Consumer Names Pointing Too Recession?
The XLY over the last 6 months has more than taken a breather, it is the NINTH best actor among the major S&P sectors, barely positive. The ratio chart below shows how it has lagged the S&P 500, and that should not be surprising given 3 of the 5 top components in the ETF are in correction mode with MCD AMZN and SBUX lower by 11, 13 and 16% off their most respective 52 week highs (NKE lost more than 5% in big trade last week too). To be sure there are still leaders within the broad space, but they seem to becoming less abundant. Take former leisure winners like MTCH and PLNT, both in bear market mode, down more than 20% from their most recent yearly peaks. Autos have seen bifurcation with GM and F traveling down different routes (whatever happened to all the hype surrounding NIO). Some may say the arena is getting frothy, as stocks like JCP FRAN and VNCE have doubled or more since September. PIR did the same, but has since came crashing back to earth. As always play each individual name on its own merits, and keep losses minimal.
With the announcement confirmed that a bid for TIF from LVMH, that sent the stock soaring nearly 32%, some may look at the prospects of competitors.
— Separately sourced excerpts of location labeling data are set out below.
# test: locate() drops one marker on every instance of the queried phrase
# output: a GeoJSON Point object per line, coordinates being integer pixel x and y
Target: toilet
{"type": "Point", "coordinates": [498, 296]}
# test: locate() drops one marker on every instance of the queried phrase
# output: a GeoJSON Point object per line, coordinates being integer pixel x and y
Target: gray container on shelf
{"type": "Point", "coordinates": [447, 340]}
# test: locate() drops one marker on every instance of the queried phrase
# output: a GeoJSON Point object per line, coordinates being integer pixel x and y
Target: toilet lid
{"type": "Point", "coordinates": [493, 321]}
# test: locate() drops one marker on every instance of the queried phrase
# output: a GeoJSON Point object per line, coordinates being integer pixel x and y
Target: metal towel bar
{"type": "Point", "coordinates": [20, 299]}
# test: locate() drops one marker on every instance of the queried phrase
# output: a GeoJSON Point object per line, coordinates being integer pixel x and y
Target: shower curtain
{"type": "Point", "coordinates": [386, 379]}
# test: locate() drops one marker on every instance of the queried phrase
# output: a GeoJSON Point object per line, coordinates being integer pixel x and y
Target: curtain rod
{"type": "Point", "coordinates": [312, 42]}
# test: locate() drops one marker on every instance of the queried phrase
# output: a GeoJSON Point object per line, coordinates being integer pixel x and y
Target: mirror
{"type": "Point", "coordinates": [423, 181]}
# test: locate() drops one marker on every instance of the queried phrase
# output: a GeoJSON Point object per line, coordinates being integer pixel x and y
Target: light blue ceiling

It is not something I would do, but one would expect some sort of short lived bounce of any peers. Below is the chart of SIG, which has been a laggard down 73% from most recent 52 week highs, not a typo. Bottom picking is often a troublesome journey, but it is showing a mildly positive bullish inverse head and shoulders pattern. Each day this week flirted with the 18 pivot, and it is looking weary after Wednesdays drop of nearly 7%. There are most likely better fish to fry in the luxury space, like TPR that pays a dividend yield of 5.1%, and has clung to a big 2 week winning streak of a combined 21% the two weeks ending between 9/6/13. Both TPR and SIG however still have much to prove, and one should stick to leaders in the space, as we know trends are more likely to persist than reverse.
Stocks that break out, or break down, will often go on to retest the spot of the move to prove if it is legitimate. Below is an example of the latter, and the chart of ETSY and how it appeared in our 9/25 Consumer Note. The name REPORTS tonight, and it has recorded back to back double digit earnings related drops of 12.4 and 10.7% on 8/2 and 5/9 concerning, after the prior 3 all rose by 16.3, 23.7 and 3.3% on 2/26, 11/7 and 8/7/18. Notice how it not only retested the symmetrical triangle breakdown, but also filled in an upside gap from the 8/2 session, and met resistance at the 200 day SMA with all at the round 60 number. This is what is called a “cluster of evidence”. The stock has dropped more than 10% this week so far, not long after a 9.3% slump the week ending 9/27. Perhaps someone knows something.